A good-quality carpet can last up to 15 years but regular maintenance is the key to keeping it in top condition.
  • New carpets should be vacuumed every couple of days during the first week to remove fluff.
  • Thereafter, vacuum weekly. Machines with a pile agitator, such as a revolving bristle brush or beater bars, are excellent for removing grit from carpet. However, don’t overuse this function as it can be harsh and damage the pile.
  • Empty the vacuum cleaner’s dust-collection bag when it is half full as this generally starts to affect the suction.
  • Attend to spills immediately by lightly scraping away any solids then blotting with paper towels. As different spills need different treatments, keep a handy guide nearby, such as the book How to Clean Just About Everything. When it comes to red wine, the book says to forget throwing salt on the problem and recommends blotting the red wine and then sprinkling with white wine before blotting again. Finally, use a clean cloth and methylated spirits to remove stain.
  • The National Upholstery and Carpet Cleaners Association has an excellent online guide to dealing with stains.
  • Have carpet professionally cleaned every 12 months.

Plant-fibre flooring

Tactile and robust, plant-fibre flooring such as sisal, coir, jute, seagrass and even paper are attractive options.
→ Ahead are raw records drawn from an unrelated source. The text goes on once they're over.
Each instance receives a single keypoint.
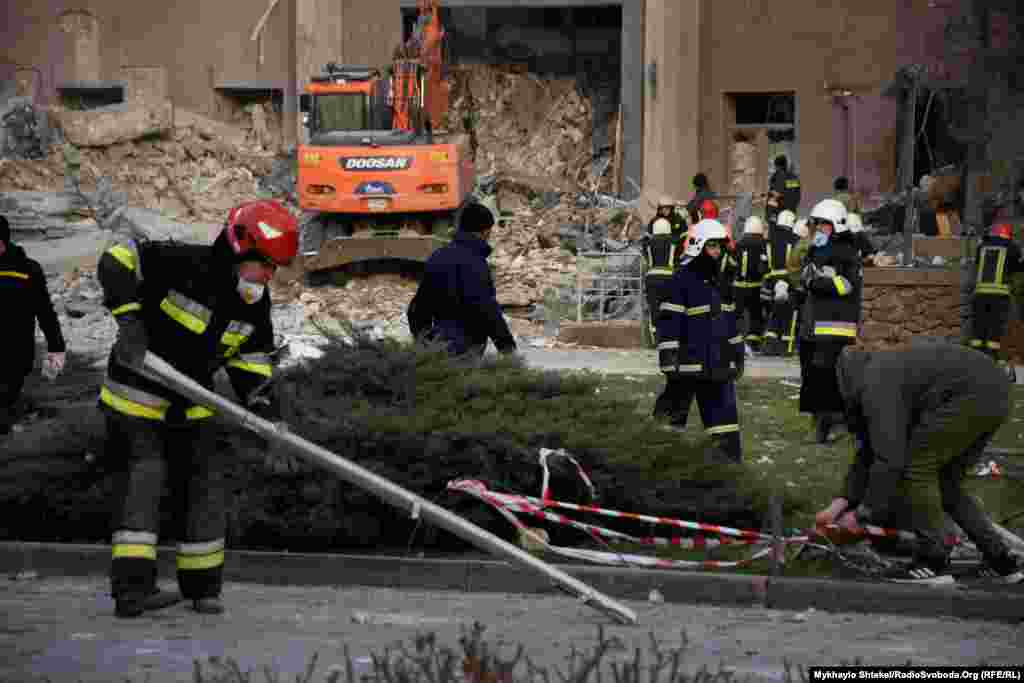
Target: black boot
(129, 606)
(208, 606)
(822, 425)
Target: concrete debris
(114, 124)
(26, 132)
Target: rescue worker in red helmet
(997, 259)
(201, 308)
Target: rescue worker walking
(667, 209)
(922, 419)
(699, 348)
(752, 266)
(457, 302)
(201, 308)
(702, 204)
(26, 301)
(998, 260)
(780, 335)
(659, 257)
(783, 189)
(832, 276)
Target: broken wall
(802, 47)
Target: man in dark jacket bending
(457, 302)
(922, 417)
(25, 300)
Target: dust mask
(250, 292)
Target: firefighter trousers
(656, 288)
(943, 447)
(717, 402)
(781, 328)
(990, 319)
(819, 385)
(749, 302)
(153, 456)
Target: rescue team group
(920, 417)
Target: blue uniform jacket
(457, 301)
(696, 329)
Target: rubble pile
(192, 174)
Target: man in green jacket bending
(922, 417)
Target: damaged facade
(688, 78)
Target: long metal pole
(387, 491)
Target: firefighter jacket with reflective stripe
(752, 261)
(781, 244)
(696, 326)
(195, 318)
(786, 184)
(833, 305)
(25, 300)
(659, 255)
(997, 261)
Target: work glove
(132, 341)
(53, 365)
(264, 403)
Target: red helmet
(262, 230)
(709, 209)
(1004, 230)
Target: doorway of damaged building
(760, 127)
(581, 40)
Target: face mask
(250, 292)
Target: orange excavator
(380, 178)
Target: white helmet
(801, 229)
(754, 225)
(709, 228)
(662, 226)
(854, 223)
(832, 211)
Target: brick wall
(903, 303)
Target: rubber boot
(128, 607)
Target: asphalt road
(64, 630)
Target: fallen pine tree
(409, 414)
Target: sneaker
(918, 573)
(1011, 572)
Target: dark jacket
(752, 261)
(26, 300)
(781, 244)
(786, 184)
(457, 301)
(997, 260)
(832, 309)
(195, 318)
(660, 254)
(696, 327)
(889, 394)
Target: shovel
(159, 370)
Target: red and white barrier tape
(508, 505)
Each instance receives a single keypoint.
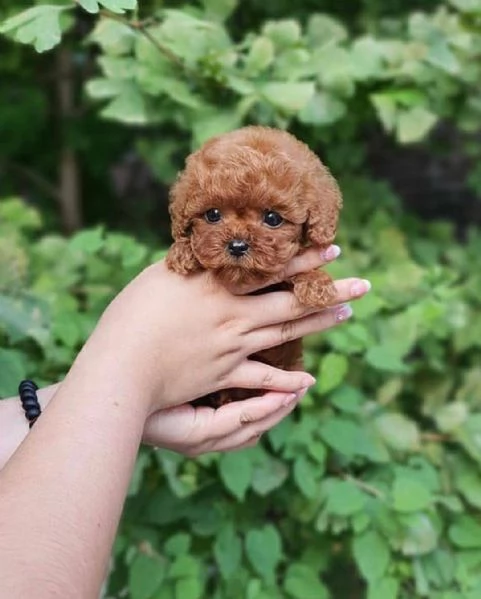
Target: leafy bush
(371, 489)
(376, 474)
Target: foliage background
(372, 488)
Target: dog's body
(246, 203)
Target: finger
(185, 427)
(309, 260)
(278, 334)
(238, 414)
(282, 306)
(256, 375)
(253, 431)
(172, 426)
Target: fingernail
(289, 399)
(343, 312)
(308, 381)
(332, 252)
(300, 394)
(360, 287)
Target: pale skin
(63, 484)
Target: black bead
(30, 402)
(28, 396)
(27, 386)
(33, 412)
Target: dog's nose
(237, 247)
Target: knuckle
(288, 331)
(268, 378)
(246, 418)
(297, 309)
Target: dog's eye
(213, 215)
(272, 219)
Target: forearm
(14, 425)
(62, 492)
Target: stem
(69, 175)
(364, 486)
(435, 437)
(37, 179)
(141, 27)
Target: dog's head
(247, 202)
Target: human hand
(168, 339)
(196, 430)
(193, 431)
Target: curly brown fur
(246, 174)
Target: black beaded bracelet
(28, 396)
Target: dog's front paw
(315, 289)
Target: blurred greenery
(371, 489)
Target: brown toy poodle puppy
(245, 204)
Some are softer underfoot than others but there are now sisal-and-wool mix carpets for those used to the feel of wool or nylon carpet. “The fibres aren’t mixed together; the sisal is the warp and the wool is the weft,” says Judy Silver of The Natural Floorcovering Centre.
  • Sisal, made from agave plants grown in East Africa, is the most popular choice as it’s long lasting and available in natural shades from whites to golds, greys, browns and black. It can be woven in many different designs and has a lovely sheen.
  • Coir is rougher than sisal and made from coconut husks. “It’s quite a traditional floorcovering,” says Judy, “and brought to Australia by the British in the 19th century.”
  • Jute is grown in South-East Asia and is one of the softer plant fibres. However, it’s less suitable to be used as a wall-to-wall carpeting option and is most commonly available in rugs.
  • Seagrass had its heyday in the ‘70s but is definitely making fashionable statements again. Seagrass is woven into squares and bought by the row (much like you’d buy fabric off a roll). “While it can be used wall-to-wall,” says Judy, “it’s not fixed to the floor and must be cut to the size of the squares.” It’s an inexpensive floorcovering.
  • Paper may be a newcomer to us but not in Japan, where Tatami woven paper is a traditional floorcovering. It looks a little like woven wicker and is surprisingly soft yet sturdy.
  • Plant-fibre flooring requires regular vacuuming and a once-a-year dry-clean, not steam-clean, which may shrink the product.

New neutrals

Even neutral-toned carpets are affected by trends in both colour and texture, resulting in a huge range of stylish options. As the average homeowner relocates every seven years, it’s a good bet the range of neutrals now on offer are quite different to the last time you looked.
“There’s been a trend towards consumers matching their carpet to their stone/timber/slate flooring as a result of increased open-plan areas,” says Cavalier Bremworth Carpets’ product manager Michelle Parker.
“For example, a slate-floored kitchen is matched with a charcoal plush pile in the living areas that run off the kitchen. This has meant a trend in colour palettes that mimic marble, terrazzo, timber and slate. You’ll also notice carpet patterns that replicate timber grain or marble veins.”
Michelle also says to look to the new neutrals of silvery, steel greys and soft mushroom beiges for inspiration. “There’s also a return of purple with soft lilac, muted mauve tones in beiges and brown and some stronger jewel-tone aubergine,” she says.
“Look for textures inspired by natural materials, such as linen, felt or styles that replicated knitted fabrics, such as Hycraft Ravine,” says Bree. “In neutrals, you can’t go past creams, shades of white, or warm and cool tones of grey.”